Darum geht’s in Allegro Pastell

Die Hauptfiguren in Allegro Pastell sind Jerome Daibler, Mitte 30 und Webdesigner in Maintal bei Frankfurt, und seine Freundin Tanja Arnheim, Ende 20 und Erfolgsautorin aus Berlin. Beide führen eine Fernbeziehung. Zunächst scheint in der Beziehung zwischen Jerome und Tanja alles sehr harmonisch und konfliktarm zu verlaufen. Die beiden wirken, als hätten sie ihren Platz gefunden. Das ändert sich jedoch, als Jerome für Tanja eine Webseite entwirft und es in diesem Zusammenhang zu ein ersten Irritation kommt. Es entsteht ein Phase der weitgehenden Kontaktlosigkeit und beide Figuren nähern sich anderen Partnern an: Tanja kommt einem Mann namens Jannis näher und Jerome knüpft einen Kontakt zu seinem Jugendschwarm Marlene.

Der Unterschied zwischen Allegro Pastell und einem klassischen Liebesroman

Es geht im Verlauf dann aber weniger darum, was die Figuren tun und wie sich ihr Leben entwickelt. Das ist auch der Unterschied zu einem klassischen Liebesroman. Vielmehr geht es darum, was die Figuren denken, wie sie sich und ihre Beziehung reflektieren. Es steht auch gar nicht so sehr die Frage im Mittelpunkt, ob die beiden miteinander glücklich werden können. Statt dessen dreht sich alles um Definitionen von Glück, um das Verständnis von Beziehung, von Selbstverwirklichung, von der Balance zwischen Kontrolle und Kontrollverlust. Allesamt sind das vermeintlich Themen, die diese Generation umtreiben und die Leif Randt in Allegro Pastell ins Zentrum der Aufmerksamkeit rückt.
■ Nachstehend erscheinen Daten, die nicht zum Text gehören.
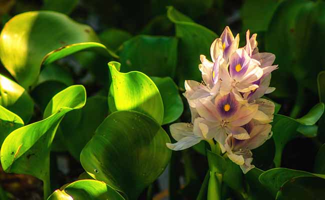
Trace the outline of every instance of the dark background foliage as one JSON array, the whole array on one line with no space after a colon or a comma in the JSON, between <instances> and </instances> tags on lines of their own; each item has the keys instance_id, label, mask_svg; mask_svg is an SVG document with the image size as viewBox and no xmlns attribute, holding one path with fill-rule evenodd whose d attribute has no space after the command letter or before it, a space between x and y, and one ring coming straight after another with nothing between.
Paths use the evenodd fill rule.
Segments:
<instances>
[{"instance_id":1,"label":"dark background foliage","mask_svg":"<svg viewBox=\"0 0 325 200\"><path fill-rule=\"evenodd\" d=\"M56 2L53 3L54 2ZM76 21L92 26L102 42L121 56L123 68L130 62L128 54L131 50L128 48L135 45L132 42L137 38L134 37L143 34L174 36L175 26L166 15L166 6L173 6L195 22L218 35L228 26L234 34L240 34L241 46L244 44L247 29L250 29L251 33L257 32L260 52L274 54L276 56L275 64L279 64L279 69L272 73L271 83L271 86L276 87L276 90L268 96L282 105L279 114L298 118L319 102L317 74L325 68L325 4L322 1L0 0L0 30L12 17L23 12L42 10L62 12ZM196 36L204 36L198 33ZM162 52L162 46L160 48L162 54L166 54L166 59L173 56L170 52ZM143 57L142 60L132 62L141 63L148 60L149 64L154 64L158 68L150 71L148 75L156 75L154 74L156 69L161 67L162 70L158 73L173 76L172 72L166 72L166 68L160 66L161 60L150 60L150 48L154 48L155 46L148 48L146 51L142 51L144 48L141 46L136 48L134 50L139 56ZM186 67L184 64L189 58L198 62L200 54L195 58L188 58L180 52L179 48L178 50L178 56L174 58L177 59L176 76L172 78L175 82L180 82L182 92L184 86L180 77L188 79L192 78L192 74L188 74L186 70L180 72L178 68ZM207 49L206 52L208 50ZM171 59L176 62L174 58ZM82 52L60 60L55 64L70 74L74 83L86 86L88 96L98 93L107 96L109 82L107 62L91 53ZM124 70L129 71L132 68ZM197 69L192 72L196 70L200 75ZM0 73L10 77L1 65ZM180 73L183 74L180 75ZM66 86L52 81L42 87L31 91L36 102L32 122L41 118L41 112L46 102ZM188 122L189 110L184 102L184 112L178 120ZM286 146L281 166L313 172L316 154L324 142L322 126L319 125L318 137L298 136ZM164 128L168 131L168 126ZM274 149L274 146L272 140L267 142L263 148L256 151L256 160L262 160L266 156L274 156L274 152L269 150ZM65 151L59 152L54 152L51 157L52 182L56 188L76 180L84 172L78 161ZM273 164L256 164L266 170L271 168ZM170 199L195 199L207 168L206 158L192 148L173 152L168 168L170 178L168 180L168 174L165 174L164 178L155 182L150 190L152 190L154 199L157 200L164 199L160 197L166 196L168 188ZM1 186L10 193L14 199L38 200L42 196L41 184L32 178L1 172L0 181ZM164 182L169 183L169 187L164 184ZM146 199L146 192L144 192L140 199ZM240 198L236 195L232 198Z\"/></svg>"}]
</instances>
Meine Einschätzung zu Allegro Pastell

Von Langeweile und durchgestylten Figuren

Der Plot an sich ist also im Grunde äußerst uninteressant. Auf mich wirkt er uninspiriert und wenig innovativ. Es ist eine Liebesgeschichte, wie man sie schon tausendfach gehört oder gelesen hat. Nichts daran ist neu oder anregend. Im Gegenteil, alles ist sehr mondän und alltäglich. Die Figuren Jerome und Tanja sind einfach unsympathisch. Beide leben in einer sehr dicht begrenzten Welt, einer Bubble könnte man treffender sagen.

Es kommt an keiner Stelle eine andere Figur vor, die nicht so wäre wie sie selbst: finanziell unabhängig, akademisch gebildet und attraktiv. Jerome und Tanja wissen sich in ihrem Milieu zu bewegen und zu verhalten. Ihr Leben scheint von vorne bis hinten durchgestylt zu sein – jung, schön und erfolgreich quasi. Aber trotzdem sind beide auch unsicher, sie reflektieren ständig sich selbst, sich gegenseitig und ihre Umgebung und ihren Platz darin. Man könnte sagen, der Roman ist wie ein großes Therapiegespräch mit sich selbst.

Die volle Kontrolle

Ein zentrales Motiv in Allegro Pastell ist der Drang, Dinge und Menschen zu kontrollieren. Das heißt die Kontrolle über das eigene Leben zu haben, dabei aber auch mal – wiederum bewusst und reflektiert – die Kontrolle zumindest kurzzeitig abzugeben und zu erspüren, wie es einem damit geht. Letztlich verlieren Jerome und Tanja aber niemals wirklich die Kontrolle. Selbst an Drogenerfahrungen, die in Allegro Pastell ebenfalls eine wichtige Rolle spielen, zeigt sich ihr Pragmatismus und ihre kontrollierte Genussunfähigkeit.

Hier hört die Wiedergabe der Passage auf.